4.7 Registration with two matching points

[48] points out that although the low-overlap regime is very relevant for practical applications, the registration performance of some state-of-the-art methods deteriorates rapidly when the overlap between the two point clouds is very low (< 30%).When the overlapping area of two point clouds is too small, it will bring great challenges to alignment, because it will lead to that only few feature points can be searched in the overlapping area. Also, the feature points in non-overlapping areas will bring more interference to feature point matching in that situation. Figures 29 and 30 show such scenarios. In the overlapping region of the two models in the figure, only three matching points located in the overlapping region can be found in armadillo and two in dragon. Therefore, the traditional methods cannot stably calculate the registration parameters. However, the overlap-attention block can greatly improve performance in the low-overlap scenario. We introduced the concept of virtual feature points, so more virtual matching points can be constructed by offsetting the matched points along its normal vector. Finally, enough corresponding points can still be got to calculate the registration parameters. It can be seen from the figure that our method outperforms Predator because the overlapping region is too small for Predator to extract good enough features for registration. Thanks to our proposed virtual matching points, two models coincide well after registration and our registration rate reaches 86%, which is higher comparison than Predator’s 79%.

Fig. 29

Registration with virtual feature points (armadillo)

Fig. 30

Registration with virtual feature points (dragon)

5 Conclusion

In this paper, a coarse point cloud registration algorithm based on local extremum feature and depth descriptor matching is proposed. The algorithm identifies the curvature extreme points as feature points through a lightweight network, which improves the repeatability and robustness of feature detection; meanwhile, it generated highly differentiated descriptors through a lightweight attention-based feature description network. We also propose a method to generate virtual corresponding points based on feature points and their normal vectors, which reduces the minimum number of feature points required for registration from 4 to 2. Experiments show that the proposed feature extraction, description and registration methods have more advantages than traditional methods, and have achieved good registration results in various challenging scenes.

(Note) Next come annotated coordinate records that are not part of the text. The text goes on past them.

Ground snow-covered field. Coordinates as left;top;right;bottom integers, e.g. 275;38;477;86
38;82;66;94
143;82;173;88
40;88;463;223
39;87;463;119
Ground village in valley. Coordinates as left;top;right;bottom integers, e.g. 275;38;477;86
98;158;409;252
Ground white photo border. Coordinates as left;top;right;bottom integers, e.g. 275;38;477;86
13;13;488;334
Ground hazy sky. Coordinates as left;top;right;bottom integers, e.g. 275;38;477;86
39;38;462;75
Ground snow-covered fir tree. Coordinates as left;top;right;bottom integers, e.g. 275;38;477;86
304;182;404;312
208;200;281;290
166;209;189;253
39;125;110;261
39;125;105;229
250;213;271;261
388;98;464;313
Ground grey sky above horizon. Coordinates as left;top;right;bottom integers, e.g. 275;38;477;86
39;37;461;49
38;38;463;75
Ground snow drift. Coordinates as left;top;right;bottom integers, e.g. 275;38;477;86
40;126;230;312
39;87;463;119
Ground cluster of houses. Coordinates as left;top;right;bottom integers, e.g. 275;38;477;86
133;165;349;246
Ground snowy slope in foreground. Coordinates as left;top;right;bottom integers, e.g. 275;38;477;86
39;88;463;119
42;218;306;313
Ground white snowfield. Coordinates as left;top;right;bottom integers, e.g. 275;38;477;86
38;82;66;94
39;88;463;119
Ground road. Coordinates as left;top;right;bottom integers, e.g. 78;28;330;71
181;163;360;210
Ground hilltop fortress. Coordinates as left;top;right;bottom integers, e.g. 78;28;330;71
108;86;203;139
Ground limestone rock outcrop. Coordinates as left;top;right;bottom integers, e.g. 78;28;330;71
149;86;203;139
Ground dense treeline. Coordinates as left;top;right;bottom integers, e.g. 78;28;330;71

In the future, we will do more research from the following aspects: first of all, when testing Fetch-Ratio, we found that although the performance of our network is still better than 3dmatch and DIP, the drop of Fetch-Ratio of our network is relatively large when the noise level reaches a very high level. How to further improve the robustness of the network in high noise environment is one of our research directions. Secondly, we find that the distance along the normal vector needs to be turned manually when generating virtual matching points. In future studies, we will further improve the algorithm.